His steps slowed. He stopped and turned. “Da’s too drunk to follow this far.” He set her on her feet but didn’t let go. “Why are you here?”
“Men. With Jonathan. They’ve got Papa. They let me go. They don’t think I’m involved, but they’ll be after you.” She commanded her voice to steady and willed away the black spots that threatened again. “It’s my fault. They went looking for the letters and found the room.”
“What letters?”
“Yours. Mine. I never destroyed them. I should have listened to you. I let it slip to Dolly. About the letters. She overheard you and Daddy talking. She must have told, but they didn’t find the letters. Not yet. There’s nothing but Dolly’s word to link you to Daddy unless they make him…”
Shock registered on his face. Shock, then fear. His eyes closed.
Her heart pounded. “I’m sorry. So sorry. I should have known better. I never should have—”
Liam pressed a finger to her lips. “What is it your father says? ‘We will not speak of what might have been.’”
“We have to leave. We’ll go to Canada until Jim gets word that it’s safe to come back.”
Liam’s arms straightened. He held her away from him. “We will leave. But not together. You will go to your aunt’s and I will go to Canada, and when it is safe, I will come to Boston for you.”
A sob tore from her throat. “No! I will not. I’m not a child, Liam. Stop treating me like one. I know there are dangers, but I am strong. I can face anything if I am with you.”

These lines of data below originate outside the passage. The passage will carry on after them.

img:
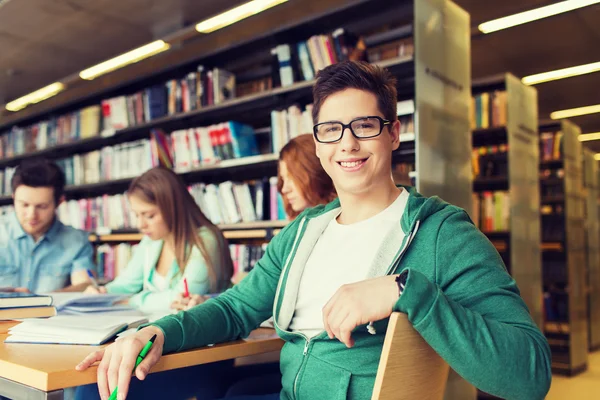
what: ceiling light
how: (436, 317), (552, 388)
(577, 132), (600, 142)
(522, 62), (600, 85)
(79, 40), (171, 80)
(196, 0), (288, 33)
(6, 82), (65, 111)
(478, 0), (600, 33)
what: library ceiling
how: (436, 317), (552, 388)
(0, 0), (600, 151)
(0, 0), (243, 103)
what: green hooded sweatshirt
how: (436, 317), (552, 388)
(154, 188), (551, 400)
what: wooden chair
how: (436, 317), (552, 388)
(371, 312), (450, 400)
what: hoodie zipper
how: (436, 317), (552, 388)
(385, 220), (421, 275)
(273, 219), (310, 398)
(367, 220), (421, 335)
(280, 221), (420, 399)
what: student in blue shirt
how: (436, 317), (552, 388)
(0, 159), (96, 293)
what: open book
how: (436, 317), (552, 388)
(46, 292), (134, 315)
(5, 314), (148, 345)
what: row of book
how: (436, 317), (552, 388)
(229, 243), (267, 284)
(0, 105), (102, 158)
(271, 104), (313, 153)
(57, 177), (286, 232)
(540, 131), (563, 161)
(57, 194), (138, 232)
(95, 243), (266, 283)
(0, 24), (414, 158)
(271, 28), (414, 86)
(0, 66), (235, 158)
(469, 91), (507, 129)
(0, 121), (258, 195)
(102, 65), (236, 131)
(96, 243), (138, 282)
(56, 139), (159, 185)
(190, 180), (287, 224)
(271, 28), (356, 86)
(0, 167), (16, 196)
(471, 144), (508, 178)
(0, 206), (15, 243)
(392, 161), (416, 186)
(473, 191), (510, 232)
(168, 121), (259, 172)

His smile, barely visible in the darkness, warmed her. “All right then. Go home and pack your things and I will be there at midnight. Watch for my lantern on the river.” He slipped the bonnet from her head. His hands dug into her hair and he kissed her as though he would never see her again.
T
he strap of his backpack hooked a branch. Adam yanked it free. He turned back too fast and the ground tilted again. He prodded the spot where his bandana was folded under his cap. It didn’t seem any damper than the last time he’d checked. As he turned, the LED light clipped to the bill of his cap illuminated a patch of trampled chicory flowers. At first he hadn’t been sure Lexi was marking the trail on purpose. But there were too many signs. Maybe all the times he’d read his survival books out loud, she’d actually been listening.

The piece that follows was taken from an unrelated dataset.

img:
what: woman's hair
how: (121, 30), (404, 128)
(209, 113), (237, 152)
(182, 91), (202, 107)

What he didn’t know was whether or not she was alone. If Ben was following her or dragging her, he could be reading the signs wrong. Maybe it was Ben, running like a fat bear, trampling everything in his path. Maybe Ben was running scared and Lexi had gone for help. If he hadn’t broken the file off in the ignition, Lexi could have driven to get help. She knew enough about cars to do that. All he’d been thinking about was keeping Ben from taking them anywhere else. Far off, a coyote howled. The sound was followed by yapping.
Don’t get scared
. Panic was the biggest mistake people made in the wilderness. He wouldn’t allow tears. He had to find Lexi.
He busied his mind with things that would keep him from panic. He imagined being a runaway slave fleeing to freedom. In his head, he sang some of the Negro spirituals from one of Mrs.
Willett’s books.
Go down, Moses, Way down in Egypt land, Tell ole Pharaoh, To let my people go
.
He dropped a chunk of flowerpot and kept walking. No one would see the broken pieces at the campsite until morning. It would probably just look like an accident. Nobody would report it. The quilt square he’d drawn back home wouldn’t mean anything to anyone but Emily, and who would think to show it to her? It just looked like splotches of cinnamon on a wrinkled paper.
Doubts whispered through the oak branches, growing louder with each silent step on the leaf-padded ground.
He stopped and knelt by a patch of matted grass and set a piece of flowerpot in the center.